Помню: отделанная янтарем и аметистом палата плыла в море запахов, в мареве голосов. Съехались все-все послы, да вдобавок собралась дума, за столами было не продохнуть. Несли румяных лебедей в окружении груш; несли плетеные пироги в виде щук и богатырских щитов; несли тоненькие мягкие крендели с черной икрой; несли медовуху и малиновое вино – в кувшинах и бочках, в диковинном витом стекле из Осфолата и в огромных братинах из чароита. Гости, бывалые даже, изумлялись, а я вот мало чему радовалась, не ела, отмахивалась от нянюшки. Никак не понимала, куда делся папенька, почему маменька сидит одна и кажется встревоженной. Где же царь – гадали все. Не хватало и еще одного человека.
Когда наши гости захмелели, объявили вдруг бой, не на жизнь, а на забаву. И поднялись на возвышение перед столами двое: у одного доспех золотой, у другого – серебряный. Лица скрывали не шлемы – маски скоморошьи с яркими губами и румянцем. Ах! Папеньку-то я легко узнала, слишком он высок и плечист. Узнала я и Грозного – он не ниже, но тоньше, ни у кого другого из любимцев нет такой осанки и поступи.
Они сошлись. Лязгнули палаши, стало тихо-тихо. Все притаили дыхание, никто уже не видел яств и вин. Маменька побледнела, привстала; прочие сидели, но тянули вперед головы; совсем всполошились иноземцы. Бились не щадя: папенька обрушивался на Грозного, словно желал убить, а он яростно отбивался. И нападал рьяно, не помня, что противник – царь. Так и танцевали они в хмельном дурмане, под музыку встревоженных шепотков. Взлетали над полом, будто ничего не весили. Высекали из стен искры, когда очередной удар не встречал металла. Грозный все чаще устремлялся в атаку. Отец отступал. Наконец…
– Папенька!
Как же я перепугалась, как завизжала, увидев: палаш обрушился отцу на голову! Но это был легчайший удар, клинок лишь прошелся по скоморошьей маске. Она треснула вдоль, открыла лицо. Ответный удар, куда сильнее, пришелся Грозному в корпус, но не лезвием, а ловко повернутой рукоятью. Он упал, и вот уже папенькин клинок у его горла, сапог – на груди. Блестели глаза – и те, что прятались за прорезями маски, и те, что глядели сверху вниз с веселым торжеством. Стало тихо, но ненадолго. Папенька тишину не жалует.

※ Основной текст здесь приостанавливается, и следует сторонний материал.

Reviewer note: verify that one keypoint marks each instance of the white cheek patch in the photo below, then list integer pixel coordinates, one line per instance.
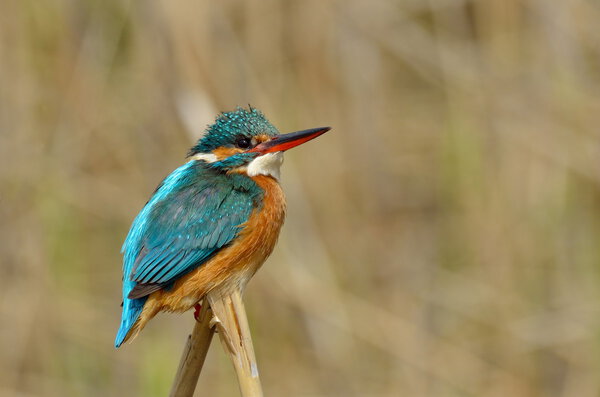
(208, 157)
(267, 164)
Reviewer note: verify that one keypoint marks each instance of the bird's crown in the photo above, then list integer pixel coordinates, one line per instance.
(234, 129)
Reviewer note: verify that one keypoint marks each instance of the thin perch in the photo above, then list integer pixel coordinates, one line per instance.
(193, 355)
(229, 316)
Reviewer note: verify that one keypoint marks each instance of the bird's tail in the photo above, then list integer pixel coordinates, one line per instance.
(132, 308)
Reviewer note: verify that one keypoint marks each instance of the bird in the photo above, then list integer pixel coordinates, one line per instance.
(211, 223)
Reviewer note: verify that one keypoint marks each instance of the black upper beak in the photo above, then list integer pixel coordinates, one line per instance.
(287, 141)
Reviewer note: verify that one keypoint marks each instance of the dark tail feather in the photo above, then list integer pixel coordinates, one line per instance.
(132, 308)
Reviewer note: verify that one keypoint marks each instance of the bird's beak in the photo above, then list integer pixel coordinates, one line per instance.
(287, 141)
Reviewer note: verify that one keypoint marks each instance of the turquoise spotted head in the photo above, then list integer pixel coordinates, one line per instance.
(245, 141)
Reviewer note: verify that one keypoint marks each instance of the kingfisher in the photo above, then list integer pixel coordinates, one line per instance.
(211, 223)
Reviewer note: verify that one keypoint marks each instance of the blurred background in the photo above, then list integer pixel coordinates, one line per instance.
(442, 239)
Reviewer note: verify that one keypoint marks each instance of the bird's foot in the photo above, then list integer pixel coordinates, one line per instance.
(197, 308)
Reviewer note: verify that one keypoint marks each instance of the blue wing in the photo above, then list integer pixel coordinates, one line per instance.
(194, 213)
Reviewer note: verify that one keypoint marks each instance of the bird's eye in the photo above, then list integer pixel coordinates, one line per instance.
(243, 143)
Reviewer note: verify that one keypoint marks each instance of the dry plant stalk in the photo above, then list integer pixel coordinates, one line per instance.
(230, 319)
(193, 355)
(224, 311)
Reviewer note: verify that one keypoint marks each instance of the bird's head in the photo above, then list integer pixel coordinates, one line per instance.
(244, 141)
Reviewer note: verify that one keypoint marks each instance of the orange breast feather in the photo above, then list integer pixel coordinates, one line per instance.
(231, 267)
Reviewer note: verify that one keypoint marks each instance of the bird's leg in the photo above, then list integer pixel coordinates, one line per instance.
(197, 308)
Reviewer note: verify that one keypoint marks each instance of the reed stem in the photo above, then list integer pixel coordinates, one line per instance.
(193, 355)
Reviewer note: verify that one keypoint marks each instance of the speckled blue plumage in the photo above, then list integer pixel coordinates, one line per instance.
(229, 125)
(195, 211)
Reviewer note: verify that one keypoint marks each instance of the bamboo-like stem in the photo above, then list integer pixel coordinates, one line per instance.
(194, 354)
(234, 332)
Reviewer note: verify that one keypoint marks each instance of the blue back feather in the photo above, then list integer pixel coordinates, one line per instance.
(195, 211)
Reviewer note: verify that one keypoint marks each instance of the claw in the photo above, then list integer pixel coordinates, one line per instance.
(197, 308)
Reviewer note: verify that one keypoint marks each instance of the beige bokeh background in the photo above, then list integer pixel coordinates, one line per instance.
(442, 240)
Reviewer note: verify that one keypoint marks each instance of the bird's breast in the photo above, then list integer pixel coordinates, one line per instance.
(234, 265)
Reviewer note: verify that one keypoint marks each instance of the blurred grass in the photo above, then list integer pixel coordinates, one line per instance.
(442, 240)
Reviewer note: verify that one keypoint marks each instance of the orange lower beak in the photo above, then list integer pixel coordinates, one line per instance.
(287, 141)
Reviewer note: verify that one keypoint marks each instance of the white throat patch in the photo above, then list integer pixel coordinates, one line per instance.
(208, 157)
(267, 164)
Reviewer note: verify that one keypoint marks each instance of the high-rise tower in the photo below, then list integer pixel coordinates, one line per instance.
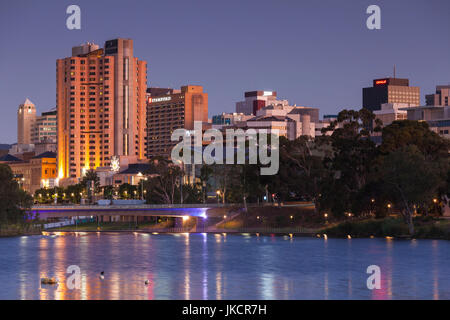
(101, 106)
(26, 117)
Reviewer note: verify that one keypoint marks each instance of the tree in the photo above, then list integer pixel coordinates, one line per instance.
(205, 175)
(14, 201)
(74, 192)
(91, 177)
(127, 191)
(351, 161)
(166, 177)
(409, 179)
(108, 192)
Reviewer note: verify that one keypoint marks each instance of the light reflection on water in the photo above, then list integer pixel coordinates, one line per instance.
(220, 266)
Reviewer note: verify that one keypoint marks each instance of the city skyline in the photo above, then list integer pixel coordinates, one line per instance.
(236, 48)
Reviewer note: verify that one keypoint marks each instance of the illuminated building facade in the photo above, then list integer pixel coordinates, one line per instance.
(26, 117)
(168, 110)
(101, 107)
(390, 90)
(37, 172)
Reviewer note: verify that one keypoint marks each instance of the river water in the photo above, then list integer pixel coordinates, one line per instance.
(219, 266)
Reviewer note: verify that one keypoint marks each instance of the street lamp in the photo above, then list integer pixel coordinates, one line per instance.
(218, 196)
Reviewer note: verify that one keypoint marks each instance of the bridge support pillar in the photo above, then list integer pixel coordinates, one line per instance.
(200, 226)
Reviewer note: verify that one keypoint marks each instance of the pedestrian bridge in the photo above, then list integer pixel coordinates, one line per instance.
(133, 211)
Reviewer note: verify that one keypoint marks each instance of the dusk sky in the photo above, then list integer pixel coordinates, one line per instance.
(313, 53)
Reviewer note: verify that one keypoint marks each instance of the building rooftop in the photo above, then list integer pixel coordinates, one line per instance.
(135, 168)
(47, 154)
(9, 158)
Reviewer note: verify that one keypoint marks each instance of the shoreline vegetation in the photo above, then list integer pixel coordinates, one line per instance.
(17, 230)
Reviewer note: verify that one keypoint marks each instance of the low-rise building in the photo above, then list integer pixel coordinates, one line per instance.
(37, 172)
(437, 117)
(440, 98)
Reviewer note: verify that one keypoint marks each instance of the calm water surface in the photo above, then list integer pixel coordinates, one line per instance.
(200, 266)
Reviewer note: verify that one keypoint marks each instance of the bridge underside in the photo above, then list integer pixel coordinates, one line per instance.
(61, 212)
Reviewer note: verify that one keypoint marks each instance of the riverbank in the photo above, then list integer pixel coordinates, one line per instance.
(18, 230)
(425, 228)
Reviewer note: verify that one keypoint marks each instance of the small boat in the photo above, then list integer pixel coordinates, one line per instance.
(49, 281)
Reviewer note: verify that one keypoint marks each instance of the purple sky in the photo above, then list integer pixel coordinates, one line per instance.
(313, 53)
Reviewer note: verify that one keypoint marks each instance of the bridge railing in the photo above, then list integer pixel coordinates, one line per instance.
(162, 206)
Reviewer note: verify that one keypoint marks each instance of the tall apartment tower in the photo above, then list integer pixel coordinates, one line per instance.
(101, 107)
(440, 98)
(390, 90)
(44, 128)
(26, 118)
(168, 110)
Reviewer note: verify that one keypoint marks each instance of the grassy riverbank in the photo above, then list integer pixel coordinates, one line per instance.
(425, 228)
(14, 230)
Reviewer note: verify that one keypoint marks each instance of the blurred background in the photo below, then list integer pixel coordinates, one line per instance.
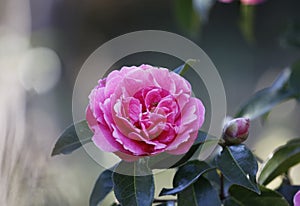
(44, 43)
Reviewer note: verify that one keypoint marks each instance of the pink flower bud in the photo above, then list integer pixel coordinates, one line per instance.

– Потешили мы вас? – Он обвел столы взглядом, и все его любимцы, да и все ратные люди согласно, в несколько дюжин глоток загомонили:
– Потешили, государь! – Затопали сапоги, застучали кубки.
– А вас? – цепко глянул отец на стол гостей. – Славны мои обычаи?
Послы залепетали, не отойдя еще от ужасного подозрения, что зазвали их на заранее подготовленное смертоубийство, – хотя некоторые посмеивались, хлопали. И только бояре – большинство, кроме самых молодых, – поджимали губы, не спеша благодарить. Им никогда не нравились папенькины забавы; они предпочли бы скорее приняться за лебедей и сдобных щук, мирно беседуя и поднимая тосты.